Apesar de a diretoria do hospital alegar problemas relacionados à limitação de teto financeiro para justificar as falhas no atendimento, o Tribunal de Contas da União (TCU) constatou que, entre 2018 e 2022, o Município de João Pessoa repassou recursos federais provenientes de emendas parlamentares à Fundação Napoleão Laureano, por meio de treze termos de fomento, no valor total de mais de R$ 17,7 milhões. Entretanto, o TCU apontou que o repasse foi feito com descrição genérica dos gastos e sem a desejada transparência. Além disso, somente nos últimos dois anos, foram destinados mais de R$ 12 milhões em emendas parlamentares de origem federal, conforme se observa da relação apresentada pela Secretaria de Saúde Municipal, além de mais R$ 3,5 milhões em emendas parlamentares municipais.

Mesmo com o recebimento desse notável volume de recursos públicos (em acréscimo aos pagamentos regulares do SUS e de outras fontes, como doações da população), além da omissão e atraso no atendimento de pacientes, auditoria realizada pela CGU identificou que o HNL apresenta o maior percentual de óbitos de pacientes oncológicos em internação hospitalar da Região Nordeste.
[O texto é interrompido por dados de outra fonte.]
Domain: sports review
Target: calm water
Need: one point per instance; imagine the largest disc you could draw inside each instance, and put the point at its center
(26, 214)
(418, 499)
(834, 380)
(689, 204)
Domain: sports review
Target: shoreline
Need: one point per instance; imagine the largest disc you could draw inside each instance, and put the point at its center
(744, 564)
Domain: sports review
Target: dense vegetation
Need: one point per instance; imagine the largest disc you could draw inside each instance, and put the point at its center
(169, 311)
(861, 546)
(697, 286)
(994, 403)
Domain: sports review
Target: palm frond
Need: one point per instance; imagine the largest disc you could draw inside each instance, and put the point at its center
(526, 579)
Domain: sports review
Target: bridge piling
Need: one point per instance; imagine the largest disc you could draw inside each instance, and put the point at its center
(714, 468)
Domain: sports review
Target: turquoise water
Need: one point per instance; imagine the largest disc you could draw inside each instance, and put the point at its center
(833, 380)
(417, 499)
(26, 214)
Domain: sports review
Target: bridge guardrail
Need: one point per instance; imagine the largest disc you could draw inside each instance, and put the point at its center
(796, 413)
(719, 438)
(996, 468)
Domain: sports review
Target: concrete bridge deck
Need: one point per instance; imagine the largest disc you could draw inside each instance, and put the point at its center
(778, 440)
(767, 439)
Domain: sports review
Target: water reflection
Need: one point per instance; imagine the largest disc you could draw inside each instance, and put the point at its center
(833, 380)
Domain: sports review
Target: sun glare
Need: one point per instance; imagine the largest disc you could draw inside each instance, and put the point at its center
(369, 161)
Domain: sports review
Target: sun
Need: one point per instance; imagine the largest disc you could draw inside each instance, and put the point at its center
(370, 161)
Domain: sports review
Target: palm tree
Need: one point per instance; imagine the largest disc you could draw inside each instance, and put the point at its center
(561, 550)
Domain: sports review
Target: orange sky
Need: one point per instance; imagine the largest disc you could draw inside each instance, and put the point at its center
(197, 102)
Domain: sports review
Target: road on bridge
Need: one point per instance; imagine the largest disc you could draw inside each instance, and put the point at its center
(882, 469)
Detectou também que diversos pacientes, para terem acesso prioritário ao atendimento, realizaram pagamentos diretamente ao HNL, inclusive por meio dos Municípios de origem, dando início ao tratamento sem autorização da SMS e violando assim isonomia que deve existir no SUS. A CGU também constatou outras graves irregularidades no local, como erros de medicação, prontuários incompletos e atrasos e interrupções injustificados nos tratamentos.

Prioridades inadequadas – O MPF e MPPB detectaram que, a maior parte dos recursos decorrentes de emendas parlamentares têm sido repassadas pela SMS à FNL para custear folha de pagamento, encargos sociais e outras despesas de caráter administrativo ou de manutenção física, como serviços de engenharia e implementação de sistema de gestão estratégica; compra de equipamentos ou cursos de capacitação, tudo sem cumprimento, em regra, de metas de ampliação de atendimentos, para redução de filas ou agilização de atendimentos.
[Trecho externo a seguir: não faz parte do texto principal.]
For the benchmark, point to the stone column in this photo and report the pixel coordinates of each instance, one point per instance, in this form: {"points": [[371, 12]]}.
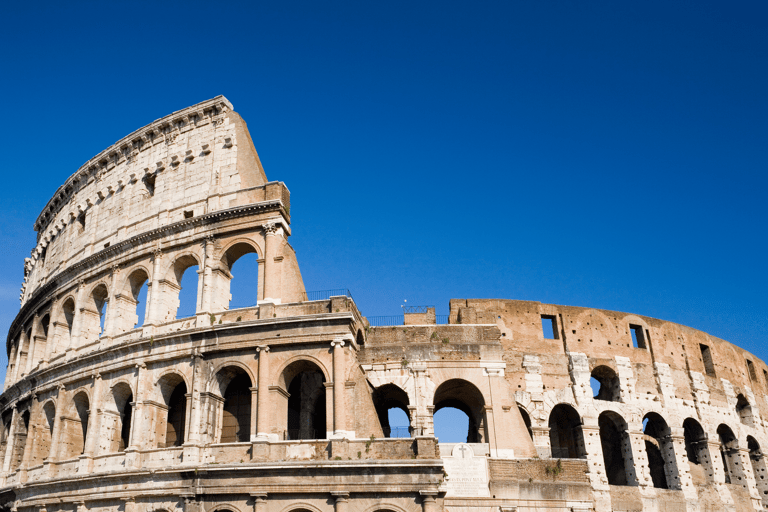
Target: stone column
{"points": [[10, 442], [259, 501], [428, 502], [262, 416], [339, 379], [272, 238], [341, 500]]}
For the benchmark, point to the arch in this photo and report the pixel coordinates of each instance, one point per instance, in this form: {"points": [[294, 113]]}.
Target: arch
{"points": [[218, 382], [20, 440], [116, 427], [386, 397], [178, 269], [305, 404], [526, 419], [757, 459], [75, 425], [566, 438], [729, 452], [610, 386], [660, 451], [463, 395], [744, 410], [283, 372], [235, 387], [617, 450]]}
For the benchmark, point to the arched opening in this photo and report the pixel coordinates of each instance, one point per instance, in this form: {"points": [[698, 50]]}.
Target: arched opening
{"points": [[617, 450], [306, 407], [235, 387], [44, 435], [744, 411], [20, 440], [133, 304], [6, 419], [391, 401], [696, 451], [174, 392], [607, 383], [566, 438], [117, 425], [243, 279], [661, 452], [729, 452], [64, 331], [74, 427], [463, 396], [757, 459], [527, 420], [185, 270]]}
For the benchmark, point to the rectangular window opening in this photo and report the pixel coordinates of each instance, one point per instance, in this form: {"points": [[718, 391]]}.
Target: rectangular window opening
{"points": [[706, 357], [751, 368], [549, 327], [638, 338]]}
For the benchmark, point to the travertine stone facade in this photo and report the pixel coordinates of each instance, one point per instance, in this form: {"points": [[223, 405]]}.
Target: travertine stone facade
{"points": [[283, 405]]}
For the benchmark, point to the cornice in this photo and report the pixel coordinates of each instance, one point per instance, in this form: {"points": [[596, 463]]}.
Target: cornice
{"points": [[118, 248], [131, 141]]}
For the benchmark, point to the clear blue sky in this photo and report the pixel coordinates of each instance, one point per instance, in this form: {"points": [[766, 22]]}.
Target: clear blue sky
{"points": [[605, 154]]}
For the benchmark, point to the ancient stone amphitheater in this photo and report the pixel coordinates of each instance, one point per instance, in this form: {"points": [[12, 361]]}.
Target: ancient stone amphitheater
{"points": [[283, 406]]}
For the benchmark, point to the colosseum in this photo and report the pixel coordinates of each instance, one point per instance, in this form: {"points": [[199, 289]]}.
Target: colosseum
{"points": [[114, 405]]}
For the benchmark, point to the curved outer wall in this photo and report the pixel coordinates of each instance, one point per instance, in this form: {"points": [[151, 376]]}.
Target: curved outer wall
{"points": [[283, 405]]}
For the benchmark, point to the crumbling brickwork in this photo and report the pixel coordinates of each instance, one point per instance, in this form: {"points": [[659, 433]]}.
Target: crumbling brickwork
{"points": [[283, 405]]}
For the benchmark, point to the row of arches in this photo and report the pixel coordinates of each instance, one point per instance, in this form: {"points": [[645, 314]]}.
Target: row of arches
{"points": [[566, 439], [125, 301]]}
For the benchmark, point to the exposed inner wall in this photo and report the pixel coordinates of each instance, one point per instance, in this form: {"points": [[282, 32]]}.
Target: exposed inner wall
{"points": [[193, 162], [603, 336]]}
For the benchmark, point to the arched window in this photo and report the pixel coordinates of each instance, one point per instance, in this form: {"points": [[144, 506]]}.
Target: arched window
{"points": [[387, 399], [236, 412], [606, 381], [661, 452], [118, 424], [242, 284], [565, 436], [729, 452], [74, 427], [527, 420], [696, 451], [617, 450], [177, 416], [20, 440], [757, 459], [745, 411], [462, 396], [305, 383], [44, 435], [185, 270]]}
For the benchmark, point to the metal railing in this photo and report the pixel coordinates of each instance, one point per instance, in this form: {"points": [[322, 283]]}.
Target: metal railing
{"points": [[415, 309], [386, 321], [397, 432], [326, 294]]}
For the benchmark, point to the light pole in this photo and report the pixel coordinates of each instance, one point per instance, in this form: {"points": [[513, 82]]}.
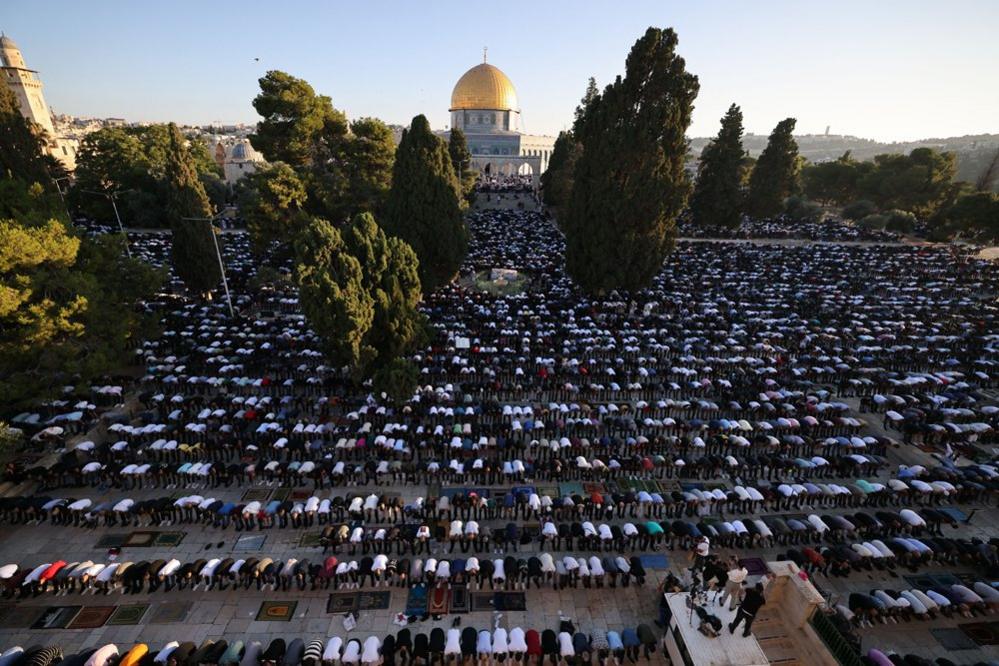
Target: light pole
{"points": [[218, 253], [111, 196]]}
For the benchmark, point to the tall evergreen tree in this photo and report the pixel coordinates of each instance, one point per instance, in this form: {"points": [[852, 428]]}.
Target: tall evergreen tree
{"points": [[272, 202], [461, 160], [590, 96], [629, 182], [299, 127], [556, 181], [775, 176], [423, 205], [193, 249], [360, 291], [717, 198]]}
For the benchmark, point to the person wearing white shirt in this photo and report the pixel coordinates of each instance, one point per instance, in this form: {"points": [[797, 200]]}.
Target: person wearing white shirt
{"points": [[369, 655], [500, 646], [517, 644], [452, 646]]}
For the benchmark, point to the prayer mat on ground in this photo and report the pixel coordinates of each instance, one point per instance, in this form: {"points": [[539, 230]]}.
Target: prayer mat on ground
{"points": [[141, 539], [922, 581], [91, 617], [459, 598], [754, 565], [169, 539], [249, 543], [22, 617], [983, 633], [954, 514], [276, 611], [953, 639], [309, 540], [256, 495], [127, 615], [342, 602], [416, 601], [551, 491], [111, 541], [56, 617], [654, 561], [373, 600], [439, 598], [171, 612], [482, 601], [510, 601]]}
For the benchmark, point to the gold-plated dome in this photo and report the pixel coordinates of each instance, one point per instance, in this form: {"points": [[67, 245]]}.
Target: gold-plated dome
{"points": [[484, 87]]}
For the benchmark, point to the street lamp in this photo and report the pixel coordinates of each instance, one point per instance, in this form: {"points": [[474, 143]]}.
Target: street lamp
{"points": [[218, 253], [111, 196]]}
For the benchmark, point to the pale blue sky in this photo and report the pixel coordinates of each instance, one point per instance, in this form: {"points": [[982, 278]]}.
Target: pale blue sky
{"points": [[882, 69]]}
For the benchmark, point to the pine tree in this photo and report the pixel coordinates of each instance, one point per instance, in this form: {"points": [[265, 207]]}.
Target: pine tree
{"points": [[629, 182], [360, 291], [717, 198], [423, 206], [775, 176], [193, 249]]}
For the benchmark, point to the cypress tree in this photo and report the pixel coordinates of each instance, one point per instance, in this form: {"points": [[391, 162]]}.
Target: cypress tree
{"points": [[423, 206], [360, 291], [331, 291], [193, 249], [717, 197], [775, 176], [556, 181], [461, 160], [630, 182]]}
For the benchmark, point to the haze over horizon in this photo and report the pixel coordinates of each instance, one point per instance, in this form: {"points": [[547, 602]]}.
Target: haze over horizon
{"points": [[891, 71]]}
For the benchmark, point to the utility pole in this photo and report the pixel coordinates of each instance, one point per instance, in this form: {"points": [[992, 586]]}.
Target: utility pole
{"points": [[218, 254]]}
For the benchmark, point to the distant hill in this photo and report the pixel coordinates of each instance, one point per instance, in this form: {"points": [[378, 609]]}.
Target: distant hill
{"points": [[973, 151]]}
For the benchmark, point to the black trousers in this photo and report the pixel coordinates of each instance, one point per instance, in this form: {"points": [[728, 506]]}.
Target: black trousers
{"points": [[742, 616]]}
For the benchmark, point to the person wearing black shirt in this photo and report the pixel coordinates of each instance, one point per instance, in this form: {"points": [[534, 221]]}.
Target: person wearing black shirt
{"points": [[750, 606]]}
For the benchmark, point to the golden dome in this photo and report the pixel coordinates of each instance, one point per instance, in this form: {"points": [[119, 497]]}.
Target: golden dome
{"points": [[484, 87]]}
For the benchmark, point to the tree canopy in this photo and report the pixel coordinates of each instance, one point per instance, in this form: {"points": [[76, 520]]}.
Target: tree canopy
{"points": [[132, 161], [629, 182], [717, 198], [298, 126], [461, 160], [192, 248], [272, 204], [775, 176], [62, 320], [359, 290], [346, 168], [423, 206]]}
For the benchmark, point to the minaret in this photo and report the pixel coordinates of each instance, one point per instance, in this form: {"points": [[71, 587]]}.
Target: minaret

Mesmo os recursos dessas emendas destinados à aquisição de medicamentos e insumos não foram atrelados à metas de ampliação de número de atendimentos e sequer à realização efetiva de procedimentos, constituindo, na realidade, reforço a pagamentos normalmente já realizados pelo SUS, isto sem o devido controle e sem justificativa suficiente por parte do ente beneficiário em relação aos seus efetivos custos operacionais e conjunto de receitas. Além de receber tais recursos milionários praticamente sem contrapartida de aumento ou agilização de atendimentos, a FNL ainda vem cobrando do SUS o pagamento de pacientes que teria atendido além do teto financeiro, como se nada houvesse recebido em reforço financeiro.
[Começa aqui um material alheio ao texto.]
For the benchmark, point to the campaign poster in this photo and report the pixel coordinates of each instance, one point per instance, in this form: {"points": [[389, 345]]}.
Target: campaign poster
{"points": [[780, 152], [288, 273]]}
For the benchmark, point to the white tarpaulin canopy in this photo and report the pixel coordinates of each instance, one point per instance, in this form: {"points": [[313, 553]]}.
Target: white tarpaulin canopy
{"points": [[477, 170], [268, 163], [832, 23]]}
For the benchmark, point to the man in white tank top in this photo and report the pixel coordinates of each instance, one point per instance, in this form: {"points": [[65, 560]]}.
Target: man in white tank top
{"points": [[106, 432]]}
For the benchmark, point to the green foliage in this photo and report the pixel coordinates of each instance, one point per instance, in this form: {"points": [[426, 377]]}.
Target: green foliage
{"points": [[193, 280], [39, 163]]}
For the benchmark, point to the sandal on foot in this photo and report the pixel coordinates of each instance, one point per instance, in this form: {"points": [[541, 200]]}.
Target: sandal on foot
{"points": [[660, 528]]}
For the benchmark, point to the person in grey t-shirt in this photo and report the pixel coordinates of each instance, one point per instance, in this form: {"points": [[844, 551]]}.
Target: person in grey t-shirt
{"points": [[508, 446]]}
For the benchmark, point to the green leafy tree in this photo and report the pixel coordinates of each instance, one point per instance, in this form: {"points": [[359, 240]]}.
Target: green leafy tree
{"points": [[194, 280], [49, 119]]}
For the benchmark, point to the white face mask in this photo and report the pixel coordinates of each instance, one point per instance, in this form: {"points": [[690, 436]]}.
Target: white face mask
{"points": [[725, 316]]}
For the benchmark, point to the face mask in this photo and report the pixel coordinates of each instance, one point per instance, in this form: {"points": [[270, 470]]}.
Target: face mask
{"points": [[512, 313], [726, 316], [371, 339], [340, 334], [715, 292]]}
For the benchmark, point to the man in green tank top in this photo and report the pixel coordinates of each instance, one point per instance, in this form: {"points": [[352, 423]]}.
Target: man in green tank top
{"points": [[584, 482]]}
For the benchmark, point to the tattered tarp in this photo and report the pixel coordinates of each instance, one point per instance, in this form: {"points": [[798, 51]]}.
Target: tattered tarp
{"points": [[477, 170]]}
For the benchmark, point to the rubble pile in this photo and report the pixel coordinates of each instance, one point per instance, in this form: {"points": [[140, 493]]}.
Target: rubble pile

Ações judiciais – O MPF e o MPPB têm apurado os problemas financeiros da Fundação Napoleão Laureano por meio de inquéritos civis, que resultaram em ação judicial proposta pelo MPF junto à Justiça Federal, ainda em 2019, contra a União, o Estado da Paraíba e o Município de João Pessoa. Esta ação, que tem o objetivo de socorrer os pacientes desassistidos pelo HNL, bem como buscar uma solução para uma melhor estruturação da rede oncológica no estado da Paraíba, aguarda decisão do Tribunal Regional Federal da 5ª Região (TRF5) quanto ao seu prosseguimento.

Também foi proposta, por ambos os Ministérios Públicos, em outubro de 2020, uma ação civil pública solicitando intervenção judicial com o afastamento imediato de membros da diretoria e do conselho deliberativo da Fundação que mantém o hospital, após as investigações revelarem graves e variadas irregularidades no gerenciamento dos recursos financeiros e na administração do HNL. Esta ação aguarda decisão definitiva quanto a competência para julgamento.

Dentre outras medidas de investigação e orientação, também já foi expedida recomendação conjunta pelo MPF, MPPB e MP junto ao Tribunal de Contas para garantir divulgação no sítio da FNL na internet de dados mais precisos sobre recursos públicos recebidos.